Biography James Joseph Sylvester
- Time Period1814 - 1897
- Place
- CountryEngland
Poet Biography
English mathematician born on Sept. 3, 1814, to Abraham Joseph Sylvester. James Joseph was educated at the Royal Institution School, Liverpool, he proceeded to St. John's College, Cambridge, where he earned the coveted Second Wrangler in mathematics in 1837. Unable to swear to the Thirty-nine Articles of the Anglican Church, however, Sylvester was barred from obtaining a degree. Still, he earned the post of Professor of Natural Philosophy at University College, London, on Nov. 25, 1837.
Single all his life, and dedicated more to public research than to regular teaching, Sylvester led a restless academic life. Appointed as Professor of Mathematics, University of Virginia, 1841, the year he obtained an M.A. degree from the University of Dublin, he resigned soon after, in March 1842, evidently because of an altercation with a student who had insulted him. He returned to England to work at Equity and Law Life Assurance Company from 1845 to 1855. Sylvester was called to the Bar in 1850. His next post was as Professor of Mathematics, Royal Military Academy, Woolwich, from 1855 to 1870. During this stint he became President of the London Mathematical Society and of the Mathematical and Physical Section of the British Association.

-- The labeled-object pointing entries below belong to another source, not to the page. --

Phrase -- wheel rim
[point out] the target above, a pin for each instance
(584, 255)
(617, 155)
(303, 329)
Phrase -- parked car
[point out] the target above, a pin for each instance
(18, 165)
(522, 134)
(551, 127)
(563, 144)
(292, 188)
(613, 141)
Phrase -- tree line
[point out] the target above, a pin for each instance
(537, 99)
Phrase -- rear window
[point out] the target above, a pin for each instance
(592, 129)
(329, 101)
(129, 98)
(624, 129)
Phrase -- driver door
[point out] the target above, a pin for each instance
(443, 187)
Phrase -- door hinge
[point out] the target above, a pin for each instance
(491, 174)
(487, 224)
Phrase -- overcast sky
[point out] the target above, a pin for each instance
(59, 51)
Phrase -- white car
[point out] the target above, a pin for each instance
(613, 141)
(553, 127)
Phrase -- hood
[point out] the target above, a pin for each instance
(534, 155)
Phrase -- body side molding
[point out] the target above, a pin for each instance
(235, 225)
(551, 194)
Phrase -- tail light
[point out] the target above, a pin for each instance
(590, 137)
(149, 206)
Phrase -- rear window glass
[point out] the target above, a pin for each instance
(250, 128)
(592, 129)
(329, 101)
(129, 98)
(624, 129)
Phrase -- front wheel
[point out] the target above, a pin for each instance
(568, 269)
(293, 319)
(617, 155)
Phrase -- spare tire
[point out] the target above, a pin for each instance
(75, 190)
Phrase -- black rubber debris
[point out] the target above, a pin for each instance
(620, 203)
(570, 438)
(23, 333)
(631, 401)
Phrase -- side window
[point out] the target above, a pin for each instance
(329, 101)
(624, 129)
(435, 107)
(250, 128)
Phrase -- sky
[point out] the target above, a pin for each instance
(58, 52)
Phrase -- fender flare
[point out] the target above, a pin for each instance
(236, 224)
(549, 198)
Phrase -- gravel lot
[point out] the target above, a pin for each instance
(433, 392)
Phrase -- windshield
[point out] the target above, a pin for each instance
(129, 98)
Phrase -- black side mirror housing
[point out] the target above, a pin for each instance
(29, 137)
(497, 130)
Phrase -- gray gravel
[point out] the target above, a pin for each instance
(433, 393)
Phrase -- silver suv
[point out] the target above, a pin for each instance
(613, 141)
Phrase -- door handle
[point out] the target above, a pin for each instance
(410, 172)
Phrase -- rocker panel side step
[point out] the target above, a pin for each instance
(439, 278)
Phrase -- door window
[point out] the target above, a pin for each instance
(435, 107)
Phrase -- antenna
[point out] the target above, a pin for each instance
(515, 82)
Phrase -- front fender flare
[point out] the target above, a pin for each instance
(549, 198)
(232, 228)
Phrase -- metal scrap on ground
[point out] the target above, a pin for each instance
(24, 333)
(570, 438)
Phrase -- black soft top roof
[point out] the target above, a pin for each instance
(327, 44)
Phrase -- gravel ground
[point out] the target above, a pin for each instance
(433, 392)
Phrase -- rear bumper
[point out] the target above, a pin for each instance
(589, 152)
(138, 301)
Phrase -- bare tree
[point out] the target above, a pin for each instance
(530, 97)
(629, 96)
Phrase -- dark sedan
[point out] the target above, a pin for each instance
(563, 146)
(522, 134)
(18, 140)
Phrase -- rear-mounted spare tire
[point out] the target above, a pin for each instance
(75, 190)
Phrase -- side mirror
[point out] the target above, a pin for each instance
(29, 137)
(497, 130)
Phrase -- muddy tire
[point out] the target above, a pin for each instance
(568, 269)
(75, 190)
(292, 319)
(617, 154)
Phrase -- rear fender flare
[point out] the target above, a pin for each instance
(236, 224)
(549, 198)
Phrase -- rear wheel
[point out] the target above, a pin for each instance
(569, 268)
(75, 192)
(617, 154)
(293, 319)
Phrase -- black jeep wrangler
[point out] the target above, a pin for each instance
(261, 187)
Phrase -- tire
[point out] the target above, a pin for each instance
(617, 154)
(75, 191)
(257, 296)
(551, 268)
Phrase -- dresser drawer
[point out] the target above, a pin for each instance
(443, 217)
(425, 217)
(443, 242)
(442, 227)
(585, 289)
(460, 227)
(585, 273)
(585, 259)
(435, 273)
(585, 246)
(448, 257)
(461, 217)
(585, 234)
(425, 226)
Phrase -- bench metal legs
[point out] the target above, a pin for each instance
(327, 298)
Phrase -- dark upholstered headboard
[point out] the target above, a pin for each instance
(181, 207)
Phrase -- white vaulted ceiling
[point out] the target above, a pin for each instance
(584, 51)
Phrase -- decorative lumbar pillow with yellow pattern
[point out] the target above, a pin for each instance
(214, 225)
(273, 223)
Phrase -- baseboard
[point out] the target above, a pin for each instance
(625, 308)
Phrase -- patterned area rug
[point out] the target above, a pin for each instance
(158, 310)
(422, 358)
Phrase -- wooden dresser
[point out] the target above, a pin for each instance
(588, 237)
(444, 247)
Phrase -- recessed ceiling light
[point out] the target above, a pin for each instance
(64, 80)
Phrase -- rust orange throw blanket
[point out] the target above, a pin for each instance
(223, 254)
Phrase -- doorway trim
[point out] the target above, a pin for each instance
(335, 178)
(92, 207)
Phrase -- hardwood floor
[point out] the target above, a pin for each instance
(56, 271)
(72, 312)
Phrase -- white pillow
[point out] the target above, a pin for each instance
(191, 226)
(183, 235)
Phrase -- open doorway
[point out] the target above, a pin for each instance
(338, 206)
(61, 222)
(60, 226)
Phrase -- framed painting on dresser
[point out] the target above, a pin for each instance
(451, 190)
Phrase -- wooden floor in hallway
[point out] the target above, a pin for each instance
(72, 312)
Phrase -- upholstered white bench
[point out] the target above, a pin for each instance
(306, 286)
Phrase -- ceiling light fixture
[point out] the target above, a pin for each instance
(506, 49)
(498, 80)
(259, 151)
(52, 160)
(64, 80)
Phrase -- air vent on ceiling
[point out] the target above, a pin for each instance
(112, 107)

Sylvester again left academe, this time with just one book to his name, The Laws of Verse (1870), which he practiced with as marked originality and flare as he did the analysis of numbers. His finest poem, Kepler's Apostrophe, movingly expresses the fierce unrepentance of any free-thinking researcher. Sylvester lived unemployed in London until 1877, when Johns Hopkins University in Baltimore engaged him as Professor of Mathematics. In America he founded the American Journal of Mathematics. By 1883 he left Baltimore to become Savilian Professor of Geometry at New College, Oxford University, until his retirement in 1894. Among the greatest mathematicians of the 19th century, Sylvester founded invariant algebra. He died on March 15, 1897, and was interred in the Jewish Cemetery, Ball's Pond, London.